Repertory is a mine – gold, diamond, platinum – according to the knowledge one cultivates in using it – and never exhausting.  Certainly one repertory alone will not furnish all.  We must learn to combine many – BOGER, BOGER-BOENNINGHAUSEN, CLARKE, BOERICKE, KNERR, KENT, BELL etc.  What may be missing in one will be found in another.  Continuous up-dating as also cross-referencing the ‘main’ repertory (Kent) is a must.  Books like Dr. Borland’s ‘Children’s Types’, Burnett’s ‘Delicate, Backward children’. Vannier’s ‘Difficult, Backward children’ all would help a great deal.  In the edition of Kent’s Repertory (1887 Edn) there was a rubric ‘CHILDREN, Affections in’ which has been omitted in later editions; we may add that: 
  
To summarise: 
1.  Child health-care begins with the health-care of its mother; anti-miasmatic remedy should be given to the pregnant mother rather than later vaccinations to the child; 
2.  Examination of the child must be thorough – both subjective and objective; 
3.  Note child’s behavior, facial expression, moods, responses, reflexes; colour of skin, tone of tissues, hair, perspiration, odours; 
4.  Check whether milestones, crossed; 
5.  Nutritional history. 
6.  Abnormal growth or retardation. 
7.  Warts, moles, eruptions, etc. 
8.  Enquire h/o injuries, shocks, etc. 
9.  Enquire for immunizations and reactions. 
10.  Teach the parents simple hygiene; 
11.  Suggest cheap, easily available nutrition; 
12.  Pay the same attention and care to the poor children who need your help more as you would for the rich who may pay you more; you will never be worse for it; 
13.  Understand the anxiety of the parents and do not ignore their judgements; 
14.  Be kind and sympathetic; 
15.  Never be cursory in your attitude; take as much time required; 
16.  Handle the child gently, respect its words and feelings also; 
17.  ‘Quality’ means doing everything as well as possible; keep apace with the general progress in medicine, nutritional and environmental sciences and learn to adapt them without violating the homœopathic laws. 
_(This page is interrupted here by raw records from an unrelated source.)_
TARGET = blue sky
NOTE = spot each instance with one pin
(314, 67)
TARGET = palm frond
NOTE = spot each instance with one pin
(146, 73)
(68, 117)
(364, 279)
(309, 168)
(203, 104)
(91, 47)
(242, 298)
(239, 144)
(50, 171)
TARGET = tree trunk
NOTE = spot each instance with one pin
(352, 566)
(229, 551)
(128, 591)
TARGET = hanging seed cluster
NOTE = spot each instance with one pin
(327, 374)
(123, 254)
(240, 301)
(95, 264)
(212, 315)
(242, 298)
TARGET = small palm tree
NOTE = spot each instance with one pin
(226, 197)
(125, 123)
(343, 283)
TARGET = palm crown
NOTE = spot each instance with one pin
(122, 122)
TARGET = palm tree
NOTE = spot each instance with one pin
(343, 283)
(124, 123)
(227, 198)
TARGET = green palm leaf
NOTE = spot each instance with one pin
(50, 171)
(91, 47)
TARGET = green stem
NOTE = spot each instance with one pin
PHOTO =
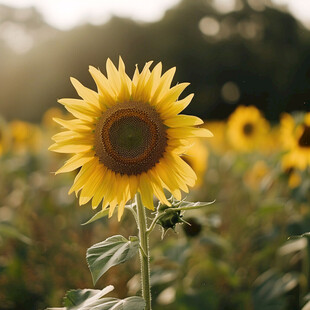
(144, 253)
(158, 216)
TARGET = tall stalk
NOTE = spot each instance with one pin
(144, 253)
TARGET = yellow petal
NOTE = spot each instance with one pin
(158, 189)
(74, 124)
(124, 94)
(75, 162)
(189, 132)
(177, 107)
(163, 85)
(113, 76)
(87, 94)
(139, 91)
(70, 148)
(91, 186)
(171, 96)
(107, 95)
(146, 191)
(68, 135)
(84, 175)
(103, 188)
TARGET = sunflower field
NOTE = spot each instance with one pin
(248, 250)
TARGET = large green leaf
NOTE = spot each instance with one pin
(92, 299)
(106, 254)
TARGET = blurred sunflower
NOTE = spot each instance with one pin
(197, 157)
(296, 140)
(4, 137)
(289, 168)
(128, 137)
(256, 176)
(26, 137)
(247, 129)
(218, 144)
(47, 119)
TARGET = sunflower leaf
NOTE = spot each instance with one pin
(106, 254)
(92, 299)
(187, 205)
(97, 216)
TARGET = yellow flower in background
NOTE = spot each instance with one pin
(4, 137)
(128, 137)
(247, 129)
(218, 143)
(296, 140)
(289, 168)
(256, 175)
(197, 157)
(26, 137)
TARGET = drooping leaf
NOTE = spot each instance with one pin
(188, 205)
(92, 299)
(106, 254)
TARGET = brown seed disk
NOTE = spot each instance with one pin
(248, 129)
(130, 138)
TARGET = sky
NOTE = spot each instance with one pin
(65, 14)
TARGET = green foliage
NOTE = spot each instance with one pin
(269, 67)
(92, 299)
(106, 254)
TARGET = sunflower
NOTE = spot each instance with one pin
(128, 137)
(4, 137)
(247, 128)
(26, 137)
(296, 140)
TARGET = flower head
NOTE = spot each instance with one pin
(296, 140)
(128, 137)
(247, 128)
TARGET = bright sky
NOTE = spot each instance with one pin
(65, 14)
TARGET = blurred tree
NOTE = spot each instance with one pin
(247, 56)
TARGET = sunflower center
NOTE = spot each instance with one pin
(248, 129)
(130, 138)
(304, 140)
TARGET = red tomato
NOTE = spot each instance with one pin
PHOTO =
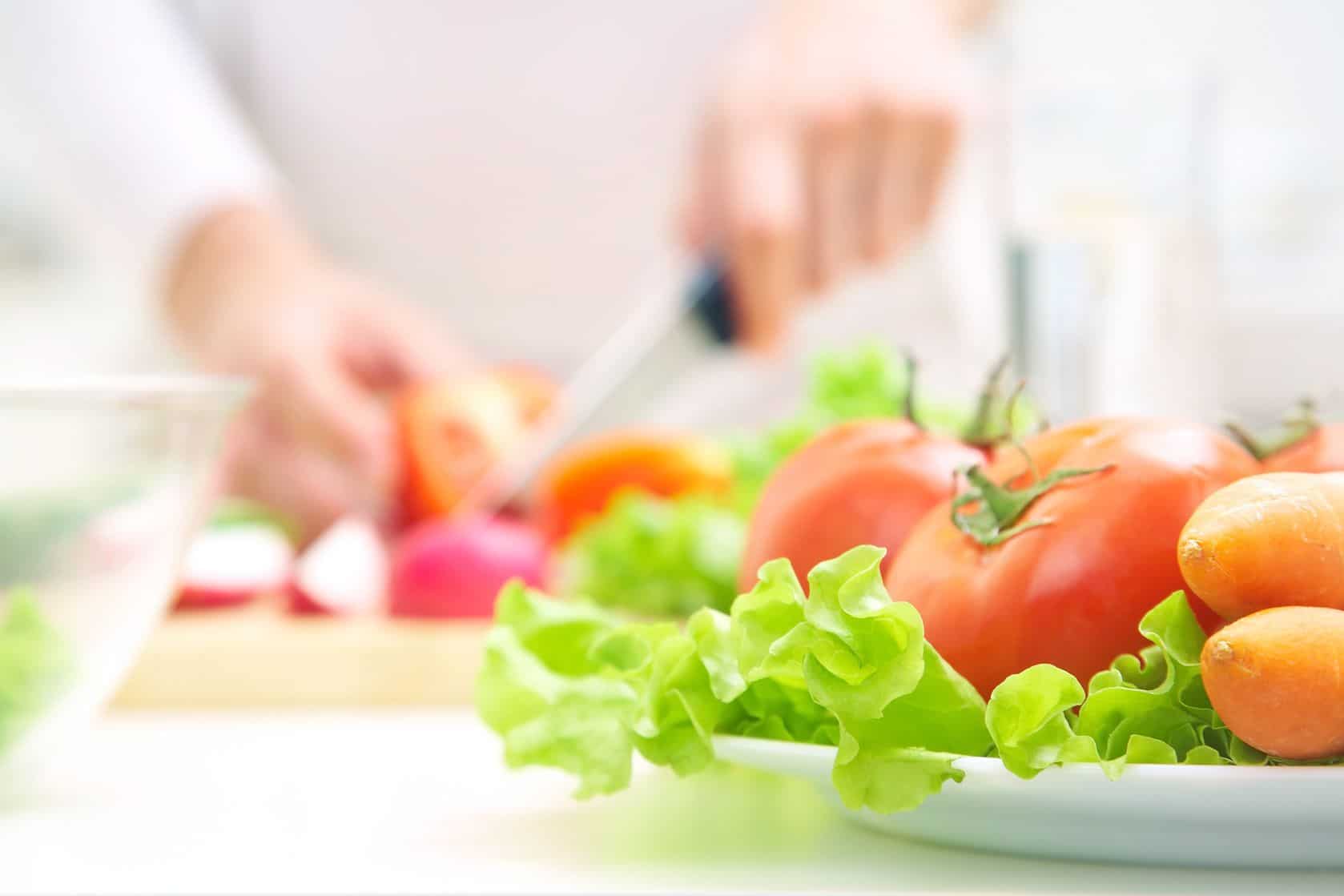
(859, 483)
(1072, 590)
(580, 483)
(529, 388)
(452, 433)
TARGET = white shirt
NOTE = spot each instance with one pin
(515, 164)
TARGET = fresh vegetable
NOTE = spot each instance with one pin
(233, 565)
(1054, 558)
(1147, 708)
(655, 556)
(871, 380)
(452, 434)
(343, 573)
(1300, 445)
(1268, 540)
(573, 687)
(243, 512)
(533, 390)
(858, 483)
(580, 483)
(34, 664)
(453, 569)
(1274, 677)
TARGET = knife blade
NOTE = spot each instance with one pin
(686, 315)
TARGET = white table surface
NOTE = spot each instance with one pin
(421, 802)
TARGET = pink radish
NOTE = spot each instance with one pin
(453, 569)
(343, 573)
(233, 565)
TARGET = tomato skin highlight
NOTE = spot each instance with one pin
(582, 480)
(858, 483)
(1068, 593)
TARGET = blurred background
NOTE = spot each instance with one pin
(1124, 155)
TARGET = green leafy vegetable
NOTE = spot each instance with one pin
(1147, 708)
(571, 687)
(33, 664)
(863, 382)
(656, 556)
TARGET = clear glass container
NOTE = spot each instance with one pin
(101, 483)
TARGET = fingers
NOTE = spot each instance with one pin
(763, 210)
(265, 462)
(317, 400)
(834, 198)
(388, 347)
(910, 150)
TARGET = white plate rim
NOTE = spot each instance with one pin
(987, 766)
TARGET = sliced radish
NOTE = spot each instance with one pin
(455, 569)
(234, 565)
(343, 573)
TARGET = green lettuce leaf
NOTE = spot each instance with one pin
(34, 664)
(656, 556)
(571, 687)
(1145, 708)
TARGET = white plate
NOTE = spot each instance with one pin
(1153, 814)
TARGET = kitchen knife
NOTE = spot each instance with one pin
(683, 319)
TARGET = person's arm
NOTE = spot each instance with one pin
(156, 159)
(143, 139)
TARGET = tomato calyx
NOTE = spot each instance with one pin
(1298, 424)
(999, 507)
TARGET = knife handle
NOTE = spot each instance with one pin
(711, 303)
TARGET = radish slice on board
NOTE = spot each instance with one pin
(230, 566)
(455, 569)
(343, 573)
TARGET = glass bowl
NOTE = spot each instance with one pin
(101, 483)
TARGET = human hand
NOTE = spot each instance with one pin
(249, 295)
(824, 147)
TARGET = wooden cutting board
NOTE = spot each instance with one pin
(263, 657)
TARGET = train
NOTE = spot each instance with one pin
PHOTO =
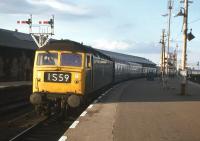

18.  Do not feel shy to refer to your reference books in the presence of the patient. 
  
Symptoms totality is not a mere total of symptoms.  We have to make a qualitative selection from the many symptoms noted down. 
  
In children remedy appears to be quickly consumed and hence may require more frequent repetition; the faster the biological activity the faster will the remedy effect wear off. 
  
There are many children ‘living’ but ‘sick’.  Each child possesses a potential asset and we should endeavour to help develop it. 
  
HAHNEMANN has said that a ‘medium illness’ becomes a ‘serious one’ because of bad handling by the doctor.  “The homœopath cannot, when he fails, find comfort in the attitude that science knows no answer for the condition which defies him. The range of possibilities inherent in Homœopathy is so boundless.”  Constant striving must be our motto. 
  
“Pure Homœopathy does not camouflage symptoms.  In curing the patient, it liberates him little by little.  When one sees families which for several generations have had hare-lip or cleft palate which increase in each generation, and which, thanks to proper preserving homœopathic treatment, subsequent generations are freed from, when one attends neuropathic or tuberculous families (especially if one can treat the mother during gestation) and can point to healthy descendants having healthy children; when these chronic tendencies which have a propensity to appear in successive generations stopped from the moment when the law of similar is applied; when one looks through the statistics, hears the stories of patients or the case reports of homœopathic doctors who, from father to son, have handled generations of the same family, then indeed one penetrates the privilege of liberation and the renovation possible to the race by the aid of a therapeutic based on a veritable natural law.  And the public, like the doctors, can never feel gratitude enough for this unique method.” (Pierre SCHMIDT). 
  
“It is not safeguard of the individual who is a passing phenomenon; it is more important to safeguard the species”.  (Higinio G. PEREZ).